How Bad Can Java's Stop-the-World Pauses Get? (And How Does Rust Compare?)
I recently read (How bad can Python stop-the-world pauses get?). It describes a way to demonstrate how Python’s garbage collector will pause the application in order to claim back the memory. There is no deterministic way to know when this will trigger. Hence, this can lead to unexpected latency in the application. It gives a simple Python program to demonstrate it.

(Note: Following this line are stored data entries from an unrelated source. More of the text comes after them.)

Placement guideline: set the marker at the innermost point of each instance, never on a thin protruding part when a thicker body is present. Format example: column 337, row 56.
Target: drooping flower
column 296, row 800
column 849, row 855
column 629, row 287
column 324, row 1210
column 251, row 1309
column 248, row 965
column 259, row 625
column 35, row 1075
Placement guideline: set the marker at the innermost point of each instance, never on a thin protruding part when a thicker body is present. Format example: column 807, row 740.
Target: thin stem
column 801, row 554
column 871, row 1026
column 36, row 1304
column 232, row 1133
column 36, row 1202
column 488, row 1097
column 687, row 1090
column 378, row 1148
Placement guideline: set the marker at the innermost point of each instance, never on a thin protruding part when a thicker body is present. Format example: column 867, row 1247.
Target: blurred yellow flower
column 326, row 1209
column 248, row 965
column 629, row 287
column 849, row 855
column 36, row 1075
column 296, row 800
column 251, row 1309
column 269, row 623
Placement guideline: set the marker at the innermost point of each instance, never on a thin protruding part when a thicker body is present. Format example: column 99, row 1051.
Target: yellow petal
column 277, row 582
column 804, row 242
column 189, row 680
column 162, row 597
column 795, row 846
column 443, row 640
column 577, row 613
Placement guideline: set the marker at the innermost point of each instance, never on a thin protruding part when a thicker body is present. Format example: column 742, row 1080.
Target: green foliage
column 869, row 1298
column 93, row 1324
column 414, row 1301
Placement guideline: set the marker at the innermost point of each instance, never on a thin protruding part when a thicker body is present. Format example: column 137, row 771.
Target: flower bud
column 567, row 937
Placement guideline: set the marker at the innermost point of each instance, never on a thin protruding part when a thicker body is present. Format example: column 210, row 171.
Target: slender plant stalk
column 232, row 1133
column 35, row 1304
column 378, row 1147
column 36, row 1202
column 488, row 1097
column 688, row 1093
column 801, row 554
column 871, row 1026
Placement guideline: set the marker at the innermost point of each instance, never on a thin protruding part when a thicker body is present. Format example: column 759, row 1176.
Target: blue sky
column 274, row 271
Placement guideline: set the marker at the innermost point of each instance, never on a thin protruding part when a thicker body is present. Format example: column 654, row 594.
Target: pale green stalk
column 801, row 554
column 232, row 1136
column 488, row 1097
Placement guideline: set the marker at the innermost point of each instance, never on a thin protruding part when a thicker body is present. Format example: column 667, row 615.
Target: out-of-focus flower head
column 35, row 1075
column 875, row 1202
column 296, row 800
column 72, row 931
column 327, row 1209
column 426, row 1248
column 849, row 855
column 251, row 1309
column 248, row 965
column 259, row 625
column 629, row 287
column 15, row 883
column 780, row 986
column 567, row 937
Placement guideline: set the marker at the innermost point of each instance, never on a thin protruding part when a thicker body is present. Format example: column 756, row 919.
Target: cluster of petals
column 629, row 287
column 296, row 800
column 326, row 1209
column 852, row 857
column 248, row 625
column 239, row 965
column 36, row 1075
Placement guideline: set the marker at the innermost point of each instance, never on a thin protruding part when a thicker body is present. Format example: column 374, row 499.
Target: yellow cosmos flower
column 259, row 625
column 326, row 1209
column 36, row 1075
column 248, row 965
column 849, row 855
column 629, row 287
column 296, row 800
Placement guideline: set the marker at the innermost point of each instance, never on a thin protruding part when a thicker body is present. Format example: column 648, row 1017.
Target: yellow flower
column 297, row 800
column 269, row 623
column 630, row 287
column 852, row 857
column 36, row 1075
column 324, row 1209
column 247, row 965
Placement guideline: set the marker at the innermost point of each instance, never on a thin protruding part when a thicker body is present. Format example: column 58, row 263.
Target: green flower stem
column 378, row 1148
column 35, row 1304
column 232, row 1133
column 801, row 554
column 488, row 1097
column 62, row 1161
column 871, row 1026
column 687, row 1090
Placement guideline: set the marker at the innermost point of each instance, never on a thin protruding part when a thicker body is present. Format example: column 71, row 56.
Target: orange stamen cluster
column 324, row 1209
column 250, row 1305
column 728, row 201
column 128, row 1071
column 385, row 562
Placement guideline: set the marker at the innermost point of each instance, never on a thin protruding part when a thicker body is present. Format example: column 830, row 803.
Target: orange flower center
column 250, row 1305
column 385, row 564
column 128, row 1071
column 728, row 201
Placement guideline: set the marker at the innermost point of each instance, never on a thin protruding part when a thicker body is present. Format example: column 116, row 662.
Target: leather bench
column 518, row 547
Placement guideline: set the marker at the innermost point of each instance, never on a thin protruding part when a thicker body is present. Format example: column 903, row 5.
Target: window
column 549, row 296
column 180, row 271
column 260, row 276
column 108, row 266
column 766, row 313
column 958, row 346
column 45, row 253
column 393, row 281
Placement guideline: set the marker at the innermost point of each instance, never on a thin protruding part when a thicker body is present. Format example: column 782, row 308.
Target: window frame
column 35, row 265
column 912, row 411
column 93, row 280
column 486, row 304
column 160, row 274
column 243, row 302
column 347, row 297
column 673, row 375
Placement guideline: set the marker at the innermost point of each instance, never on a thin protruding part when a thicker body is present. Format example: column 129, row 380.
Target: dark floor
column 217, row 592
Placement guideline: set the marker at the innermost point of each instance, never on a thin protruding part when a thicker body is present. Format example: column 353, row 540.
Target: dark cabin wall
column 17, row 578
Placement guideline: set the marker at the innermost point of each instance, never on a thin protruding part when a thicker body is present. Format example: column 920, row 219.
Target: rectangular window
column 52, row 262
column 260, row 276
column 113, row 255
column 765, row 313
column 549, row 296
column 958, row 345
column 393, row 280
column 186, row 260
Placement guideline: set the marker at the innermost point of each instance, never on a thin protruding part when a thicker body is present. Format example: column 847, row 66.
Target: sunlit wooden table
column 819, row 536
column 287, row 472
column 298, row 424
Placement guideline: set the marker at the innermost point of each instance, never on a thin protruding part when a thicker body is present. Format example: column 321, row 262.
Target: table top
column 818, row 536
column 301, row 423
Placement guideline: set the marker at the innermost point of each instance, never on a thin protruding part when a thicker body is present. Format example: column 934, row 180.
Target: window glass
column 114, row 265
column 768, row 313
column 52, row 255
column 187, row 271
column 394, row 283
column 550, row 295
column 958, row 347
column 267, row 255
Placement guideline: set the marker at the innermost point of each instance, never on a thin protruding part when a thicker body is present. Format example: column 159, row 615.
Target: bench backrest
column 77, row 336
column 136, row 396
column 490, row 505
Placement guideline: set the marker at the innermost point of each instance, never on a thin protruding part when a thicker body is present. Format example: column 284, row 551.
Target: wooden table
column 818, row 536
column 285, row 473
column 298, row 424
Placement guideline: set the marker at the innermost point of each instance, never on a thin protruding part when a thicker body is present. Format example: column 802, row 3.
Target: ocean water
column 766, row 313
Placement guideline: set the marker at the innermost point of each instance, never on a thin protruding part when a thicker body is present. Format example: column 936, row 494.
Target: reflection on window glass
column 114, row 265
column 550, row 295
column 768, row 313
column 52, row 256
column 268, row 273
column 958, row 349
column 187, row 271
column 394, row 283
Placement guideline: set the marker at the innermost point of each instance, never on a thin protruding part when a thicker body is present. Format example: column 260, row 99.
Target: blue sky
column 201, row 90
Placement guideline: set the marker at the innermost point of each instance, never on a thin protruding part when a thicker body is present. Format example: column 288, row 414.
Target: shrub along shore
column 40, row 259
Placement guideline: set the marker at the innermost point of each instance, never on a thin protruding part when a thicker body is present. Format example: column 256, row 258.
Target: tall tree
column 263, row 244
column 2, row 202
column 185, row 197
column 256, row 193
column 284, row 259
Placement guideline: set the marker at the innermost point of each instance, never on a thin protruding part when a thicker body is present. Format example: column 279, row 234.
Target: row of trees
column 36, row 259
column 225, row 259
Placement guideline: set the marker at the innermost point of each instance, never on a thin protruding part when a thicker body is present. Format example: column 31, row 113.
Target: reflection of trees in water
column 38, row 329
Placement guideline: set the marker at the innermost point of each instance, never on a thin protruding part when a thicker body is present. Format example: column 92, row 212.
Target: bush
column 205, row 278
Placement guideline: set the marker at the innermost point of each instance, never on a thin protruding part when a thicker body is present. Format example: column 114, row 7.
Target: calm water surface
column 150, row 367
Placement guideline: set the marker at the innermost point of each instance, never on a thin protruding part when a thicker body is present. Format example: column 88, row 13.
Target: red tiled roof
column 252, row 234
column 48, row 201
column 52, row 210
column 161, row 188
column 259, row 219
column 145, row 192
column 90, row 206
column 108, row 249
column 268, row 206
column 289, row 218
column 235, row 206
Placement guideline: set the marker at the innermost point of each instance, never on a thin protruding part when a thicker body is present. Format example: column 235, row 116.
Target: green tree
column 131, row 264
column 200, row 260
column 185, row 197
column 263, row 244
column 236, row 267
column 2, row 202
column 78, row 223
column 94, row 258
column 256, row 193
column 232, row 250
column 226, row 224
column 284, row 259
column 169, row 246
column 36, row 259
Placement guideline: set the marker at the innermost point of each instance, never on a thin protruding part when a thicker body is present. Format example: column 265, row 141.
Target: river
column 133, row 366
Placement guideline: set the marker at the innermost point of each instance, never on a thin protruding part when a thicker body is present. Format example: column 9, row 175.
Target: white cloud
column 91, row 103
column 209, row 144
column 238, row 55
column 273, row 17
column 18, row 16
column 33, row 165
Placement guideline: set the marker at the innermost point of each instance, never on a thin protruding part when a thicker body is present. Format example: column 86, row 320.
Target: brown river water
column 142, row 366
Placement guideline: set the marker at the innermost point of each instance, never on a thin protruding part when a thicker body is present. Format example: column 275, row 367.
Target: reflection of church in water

I wanted to understand how this would work out in a Java program. I wanted to compare it with a Rust program execution where there is no garbage collector.
For this experiment, I used the following Java version with the default G1 garbage collector.
openjdk version "26" 2026-03-17
OpenJDK Runtime Environment (build 26+35-2893)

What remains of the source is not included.